Tuesday, July 15, 2003

I wrote this after reading Lauren's journal. Now that's good reading!

First I thought: "Clever girl."

But I thought it the way that guy in Jurassic Park said it right after he realized he'd been ambushed and right before his face got bitten off.

My face is still intact, which is a good thing because I need my face to look foolish. But as I was saying, my first thought was "Clever girl." My second, third, and then strangely concurrent thoughts were these:

I understand not wanting to have sex. Well, no I don't. (Don't judge me yet.) I understand to wanting to have sex in the way that I understand not wanting to kiss or hug or shake hands. Physically, the greatest difference between these types of contact and actual sexual intercourse is the amount of fluids and possibly genetic material exchanged (I said don't judge me yet!) Hugging, kissing, shaking hands, and having sex are types of physical contact that appropriately express particular feelings and thoughts that are unique to the people interacting.

I like to hug. I hug everyone and everything. I am a hug-whore. Of course each hug is unique. If you come enter a room and I hug you it means I like you. If you enter a room and I run across the room elbowing whoever is in my way, it means I really like you. And if for some reason you enter a room and are covered from head-to-toe in dripping, stinking, freezing, mud and I still run across the room to hug you then I must be just about in love with you. But however you look at it, it's a physical expression of how I feel.

That is why I can't understand not wanting to hug. And accordingly, I can't understand not wanting to have sex.

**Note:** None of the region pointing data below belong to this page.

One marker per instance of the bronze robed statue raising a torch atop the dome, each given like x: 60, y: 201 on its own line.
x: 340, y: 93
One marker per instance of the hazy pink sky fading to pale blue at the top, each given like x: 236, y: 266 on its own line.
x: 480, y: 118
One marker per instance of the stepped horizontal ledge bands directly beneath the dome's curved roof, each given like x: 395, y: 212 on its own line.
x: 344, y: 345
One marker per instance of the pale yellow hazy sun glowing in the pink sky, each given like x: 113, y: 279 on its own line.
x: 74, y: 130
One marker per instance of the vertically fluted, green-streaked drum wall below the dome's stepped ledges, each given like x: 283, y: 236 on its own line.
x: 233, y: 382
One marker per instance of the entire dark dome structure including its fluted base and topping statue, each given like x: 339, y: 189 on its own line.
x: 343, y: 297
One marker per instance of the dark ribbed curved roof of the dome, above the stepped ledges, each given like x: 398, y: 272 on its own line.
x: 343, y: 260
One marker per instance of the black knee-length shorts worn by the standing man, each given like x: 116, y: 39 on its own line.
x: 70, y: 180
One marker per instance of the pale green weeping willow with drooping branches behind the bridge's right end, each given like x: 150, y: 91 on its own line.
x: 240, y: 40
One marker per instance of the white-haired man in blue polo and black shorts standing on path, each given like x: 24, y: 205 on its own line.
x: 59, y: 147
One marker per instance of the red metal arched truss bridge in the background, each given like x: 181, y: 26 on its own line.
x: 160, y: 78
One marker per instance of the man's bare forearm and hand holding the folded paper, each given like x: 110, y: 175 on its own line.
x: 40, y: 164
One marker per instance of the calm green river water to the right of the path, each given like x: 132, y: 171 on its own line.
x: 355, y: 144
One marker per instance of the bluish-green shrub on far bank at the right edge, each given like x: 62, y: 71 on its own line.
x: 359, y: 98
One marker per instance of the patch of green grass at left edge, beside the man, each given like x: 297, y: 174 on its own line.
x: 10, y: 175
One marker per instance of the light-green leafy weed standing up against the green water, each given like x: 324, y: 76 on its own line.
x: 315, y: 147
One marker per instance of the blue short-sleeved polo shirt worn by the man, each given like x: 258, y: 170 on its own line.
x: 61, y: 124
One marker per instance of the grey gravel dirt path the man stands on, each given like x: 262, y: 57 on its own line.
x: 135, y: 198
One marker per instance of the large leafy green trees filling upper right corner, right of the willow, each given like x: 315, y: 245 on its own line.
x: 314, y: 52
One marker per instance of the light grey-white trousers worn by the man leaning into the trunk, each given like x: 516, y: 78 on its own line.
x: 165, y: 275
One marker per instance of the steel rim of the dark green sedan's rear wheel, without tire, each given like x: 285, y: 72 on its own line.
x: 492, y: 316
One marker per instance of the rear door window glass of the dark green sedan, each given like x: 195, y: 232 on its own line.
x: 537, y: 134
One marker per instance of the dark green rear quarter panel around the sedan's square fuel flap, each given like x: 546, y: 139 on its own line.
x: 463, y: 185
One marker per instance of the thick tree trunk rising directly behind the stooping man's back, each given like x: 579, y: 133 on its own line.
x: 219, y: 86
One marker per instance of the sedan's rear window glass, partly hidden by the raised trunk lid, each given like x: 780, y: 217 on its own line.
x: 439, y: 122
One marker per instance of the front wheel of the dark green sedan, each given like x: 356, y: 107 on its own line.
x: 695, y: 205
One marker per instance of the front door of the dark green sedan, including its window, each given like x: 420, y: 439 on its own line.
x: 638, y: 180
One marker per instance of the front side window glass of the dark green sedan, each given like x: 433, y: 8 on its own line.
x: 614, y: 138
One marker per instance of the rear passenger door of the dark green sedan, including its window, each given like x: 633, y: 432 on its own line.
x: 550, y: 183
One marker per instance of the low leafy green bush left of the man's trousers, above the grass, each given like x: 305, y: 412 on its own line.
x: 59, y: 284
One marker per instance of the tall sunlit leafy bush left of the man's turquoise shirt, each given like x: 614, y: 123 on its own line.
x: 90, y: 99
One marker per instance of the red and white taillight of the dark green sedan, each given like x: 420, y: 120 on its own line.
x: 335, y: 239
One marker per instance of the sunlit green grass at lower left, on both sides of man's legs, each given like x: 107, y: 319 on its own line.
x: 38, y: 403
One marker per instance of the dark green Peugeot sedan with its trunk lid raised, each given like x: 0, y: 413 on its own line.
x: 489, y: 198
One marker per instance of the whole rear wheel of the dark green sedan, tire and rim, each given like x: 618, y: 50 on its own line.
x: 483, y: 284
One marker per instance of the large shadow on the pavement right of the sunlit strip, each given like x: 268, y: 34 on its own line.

Personally, I don't think sex is important. Neither are hugs or handshakes. It is possible to let others know that you care for them, enjoy their company, are glad to see them or sorry to see them go, want them to feel better, missed them; that you trust them. I mean, hell, you can just tell them. But physical contact is a much more eloquent way of doing so. I think so, anyway.

I have never had sex and gotten something out of it that wasn't there before. But on more than one occasion I have found the opposite to be true and I have been left with a feeling of hollowness, of trying to experience something, an emotion or a connection, that should have already been there. It is not a feeling I enjoy.

Would I love and live with somebody for the rest of my life even if for whatever reason we couldn't have sex?


...But I would still be able to hug her, right?

*In response to Beno's comment: A good point, but I realize I forgot to make mine. Sex is a reflection of your own values, what you think is important, and what you think will make you happy. Just like everything else people do.